День был довольно светлый, бледное небо ясно. Но понизу стлалась дымка изморози, и крыши зданий плыли в ней, как в молоке. Лунин видел ущелья улиц, прямых и длинных, но что было на дне этих ущелий, он различить не мог, хотя иногда спускался к самым крышам. А как ему хотелось увидеть, узнать! Трамваи не ходят, но пешеходы всё же есть.
Нет, это совсем не мертвый город! Осажденный город жив, и даже сквозь стлавшуюся метель Лунин безошибочно угадывал приметы его суровой жизни: батареи зенитных орудий на просторных площадях, движущиеся башни кораблей, уже вмерзших в лед Невы, деловито бегущие по улицам военные грузовые машины.
А когда они с Серовым проходили над южной частью города, сплошь застроенной громадными корпусами заводов, Лунин стал замечать то над одной высокой кирпичной трубой, то над другой слабенький дымок.

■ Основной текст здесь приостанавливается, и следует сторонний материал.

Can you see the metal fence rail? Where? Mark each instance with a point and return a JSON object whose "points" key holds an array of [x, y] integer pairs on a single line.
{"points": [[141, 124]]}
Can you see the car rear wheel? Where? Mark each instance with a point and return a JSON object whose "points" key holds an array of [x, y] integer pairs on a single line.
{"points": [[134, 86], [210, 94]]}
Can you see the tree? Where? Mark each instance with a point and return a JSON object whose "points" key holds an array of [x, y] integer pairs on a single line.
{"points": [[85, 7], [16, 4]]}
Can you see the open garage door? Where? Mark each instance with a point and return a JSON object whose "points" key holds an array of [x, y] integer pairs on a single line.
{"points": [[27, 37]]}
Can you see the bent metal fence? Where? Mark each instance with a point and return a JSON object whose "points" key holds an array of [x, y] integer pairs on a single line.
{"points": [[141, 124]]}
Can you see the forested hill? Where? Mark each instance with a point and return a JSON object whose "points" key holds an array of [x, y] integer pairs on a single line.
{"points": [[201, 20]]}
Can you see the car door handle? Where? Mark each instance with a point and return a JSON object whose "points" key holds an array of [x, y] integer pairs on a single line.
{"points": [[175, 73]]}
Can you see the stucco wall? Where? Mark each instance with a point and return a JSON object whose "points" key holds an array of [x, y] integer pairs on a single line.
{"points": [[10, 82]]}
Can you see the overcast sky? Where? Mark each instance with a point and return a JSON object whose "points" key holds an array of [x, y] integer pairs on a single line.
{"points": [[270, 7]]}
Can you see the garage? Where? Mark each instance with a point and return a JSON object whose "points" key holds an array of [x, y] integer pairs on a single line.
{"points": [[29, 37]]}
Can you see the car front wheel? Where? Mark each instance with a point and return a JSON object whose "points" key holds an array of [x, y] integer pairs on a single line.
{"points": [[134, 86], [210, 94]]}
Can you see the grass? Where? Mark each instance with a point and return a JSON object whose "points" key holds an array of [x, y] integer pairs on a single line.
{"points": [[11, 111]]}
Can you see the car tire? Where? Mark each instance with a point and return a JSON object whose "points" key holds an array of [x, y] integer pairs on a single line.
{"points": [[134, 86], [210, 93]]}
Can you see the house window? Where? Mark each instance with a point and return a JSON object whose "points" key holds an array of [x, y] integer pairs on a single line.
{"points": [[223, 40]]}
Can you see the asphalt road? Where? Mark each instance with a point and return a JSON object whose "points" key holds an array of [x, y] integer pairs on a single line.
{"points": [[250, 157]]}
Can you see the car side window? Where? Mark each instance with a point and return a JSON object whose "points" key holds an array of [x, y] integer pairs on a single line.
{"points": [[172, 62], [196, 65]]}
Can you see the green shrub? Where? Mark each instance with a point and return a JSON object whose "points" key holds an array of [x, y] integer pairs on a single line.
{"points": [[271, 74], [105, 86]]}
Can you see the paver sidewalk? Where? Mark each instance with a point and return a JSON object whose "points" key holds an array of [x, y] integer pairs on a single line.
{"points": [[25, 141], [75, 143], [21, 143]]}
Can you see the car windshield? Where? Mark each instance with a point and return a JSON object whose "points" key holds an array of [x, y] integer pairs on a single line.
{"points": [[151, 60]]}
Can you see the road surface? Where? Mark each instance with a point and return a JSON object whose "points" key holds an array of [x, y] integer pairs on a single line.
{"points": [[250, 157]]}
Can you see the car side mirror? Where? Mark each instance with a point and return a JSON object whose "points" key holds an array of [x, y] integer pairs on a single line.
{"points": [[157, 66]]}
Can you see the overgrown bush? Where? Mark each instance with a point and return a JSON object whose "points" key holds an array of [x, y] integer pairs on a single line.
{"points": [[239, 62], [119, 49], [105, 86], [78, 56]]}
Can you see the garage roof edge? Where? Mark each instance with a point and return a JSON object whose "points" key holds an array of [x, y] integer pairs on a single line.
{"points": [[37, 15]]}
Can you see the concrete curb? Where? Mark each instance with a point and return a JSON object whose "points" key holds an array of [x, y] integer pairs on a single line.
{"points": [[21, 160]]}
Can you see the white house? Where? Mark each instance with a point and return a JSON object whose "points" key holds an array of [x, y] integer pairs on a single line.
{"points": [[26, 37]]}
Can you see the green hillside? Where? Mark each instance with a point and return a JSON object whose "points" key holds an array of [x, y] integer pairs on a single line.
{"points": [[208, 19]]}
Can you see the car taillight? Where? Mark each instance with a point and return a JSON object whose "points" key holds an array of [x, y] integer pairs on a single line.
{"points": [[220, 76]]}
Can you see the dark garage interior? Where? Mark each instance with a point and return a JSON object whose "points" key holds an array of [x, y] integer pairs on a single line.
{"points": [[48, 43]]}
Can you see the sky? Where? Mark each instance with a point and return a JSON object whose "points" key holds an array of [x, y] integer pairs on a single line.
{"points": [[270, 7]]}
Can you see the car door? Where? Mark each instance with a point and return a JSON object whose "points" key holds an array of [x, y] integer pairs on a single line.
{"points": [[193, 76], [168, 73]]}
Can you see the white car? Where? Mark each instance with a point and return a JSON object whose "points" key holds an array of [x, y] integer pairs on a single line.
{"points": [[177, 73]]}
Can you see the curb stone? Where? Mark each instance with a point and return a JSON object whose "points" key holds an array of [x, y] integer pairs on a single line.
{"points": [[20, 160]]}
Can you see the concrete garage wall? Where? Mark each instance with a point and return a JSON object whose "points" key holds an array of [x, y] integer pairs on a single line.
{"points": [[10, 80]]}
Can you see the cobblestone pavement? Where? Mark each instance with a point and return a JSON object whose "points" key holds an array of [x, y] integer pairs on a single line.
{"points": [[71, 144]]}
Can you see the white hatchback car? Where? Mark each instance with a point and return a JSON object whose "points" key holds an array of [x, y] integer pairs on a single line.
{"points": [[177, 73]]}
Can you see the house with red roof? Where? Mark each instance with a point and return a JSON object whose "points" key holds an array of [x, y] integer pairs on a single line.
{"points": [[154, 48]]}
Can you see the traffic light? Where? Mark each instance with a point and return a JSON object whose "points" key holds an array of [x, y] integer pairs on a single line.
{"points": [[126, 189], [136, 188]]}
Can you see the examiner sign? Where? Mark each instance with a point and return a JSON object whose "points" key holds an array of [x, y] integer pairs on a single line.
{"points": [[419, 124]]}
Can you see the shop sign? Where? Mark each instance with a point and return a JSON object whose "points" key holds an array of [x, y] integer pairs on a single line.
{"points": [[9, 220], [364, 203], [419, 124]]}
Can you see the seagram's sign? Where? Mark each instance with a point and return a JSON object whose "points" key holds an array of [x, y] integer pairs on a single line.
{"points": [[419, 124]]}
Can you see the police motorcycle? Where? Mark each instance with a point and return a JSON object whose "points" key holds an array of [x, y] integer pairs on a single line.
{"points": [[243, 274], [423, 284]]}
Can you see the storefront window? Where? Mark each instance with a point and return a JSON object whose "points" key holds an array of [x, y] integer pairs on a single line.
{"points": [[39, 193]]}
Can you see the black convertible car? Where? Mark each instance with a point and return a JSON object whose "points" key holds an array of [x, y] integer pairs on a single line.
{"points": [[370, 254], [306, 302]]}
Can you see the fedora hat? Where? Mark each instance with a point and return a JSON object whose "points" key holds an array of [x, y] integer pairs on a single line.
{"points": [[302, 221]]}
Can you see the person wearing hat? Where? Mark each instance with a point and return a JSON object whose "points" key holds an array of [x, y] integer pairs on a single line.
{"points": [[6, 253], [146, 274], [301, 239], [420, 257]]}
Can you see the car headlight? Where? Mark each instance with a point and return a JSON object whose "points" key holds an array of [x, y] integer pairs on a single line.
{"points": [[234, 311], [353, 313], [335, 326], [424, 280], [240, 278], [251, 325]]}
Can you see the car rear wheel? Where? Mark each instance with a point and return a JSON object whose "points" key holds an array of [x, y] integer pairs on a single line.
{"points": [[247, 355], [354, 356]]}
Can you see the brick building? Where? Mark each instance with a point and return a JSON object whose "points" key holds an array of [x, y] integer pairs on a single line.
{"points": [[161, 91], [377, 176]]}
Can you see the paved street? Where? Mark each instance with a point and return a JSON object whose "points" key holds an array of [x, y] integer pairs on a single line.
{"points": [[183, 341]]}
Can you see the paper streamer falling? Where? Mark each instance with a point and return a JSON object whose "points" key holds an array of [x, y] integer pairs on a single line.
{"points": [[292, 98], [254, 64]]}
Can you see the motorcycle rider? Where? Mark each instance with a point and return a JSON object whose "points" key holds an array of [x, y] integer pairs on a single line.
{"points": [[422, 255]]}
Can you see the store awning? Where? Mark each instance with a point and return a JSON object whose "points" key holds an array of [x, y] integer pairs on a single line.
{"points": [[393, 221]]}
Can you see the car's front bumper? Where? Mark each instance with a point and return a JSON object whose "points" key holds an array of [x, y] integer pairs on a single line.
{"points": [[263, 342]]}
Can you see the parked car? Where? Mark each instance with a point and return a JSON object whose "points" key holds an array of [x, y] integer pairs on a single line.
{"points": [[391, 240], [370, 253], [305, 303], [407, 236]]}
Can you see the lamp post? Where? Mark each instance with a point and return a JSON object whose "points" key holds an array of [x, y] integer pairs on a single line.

Эти мужественные дымки, мотавшиеся на ветру, свидетельствовали, что в городе есть не только камни, но и люди, и что люди эти трудятся.
Лунин шел над заводами долго, минуты две, удивляясь громадности города, пока не увидел перед собой огромное поле, очень ровное, засыпанное тонким слоем снега. Линия фронта, подошедшая на юго-западе к Ленинграду вплотную, с юга отступала от города километров на пятнадцать, на двадцать, а в районе Колпина даже на двадцать пять. Лунин хорошо рассмотрел этот край на карте и теперь сразу же узнал две железные дороги, которые пересекали поле, постепенно расходясь, как расставленные пальцы. Он видел на рельсах цепочки вагонов, паровозы.
И вагоны и паровозы были неподвижны, многие из них разрушены. Видел он и сероватую полоску автомобильной дороги, еле выделявшуюся среди окружающей белизны. По ней на большом расстоянии друг от друга ползли к фронту три машины с красноармейцами.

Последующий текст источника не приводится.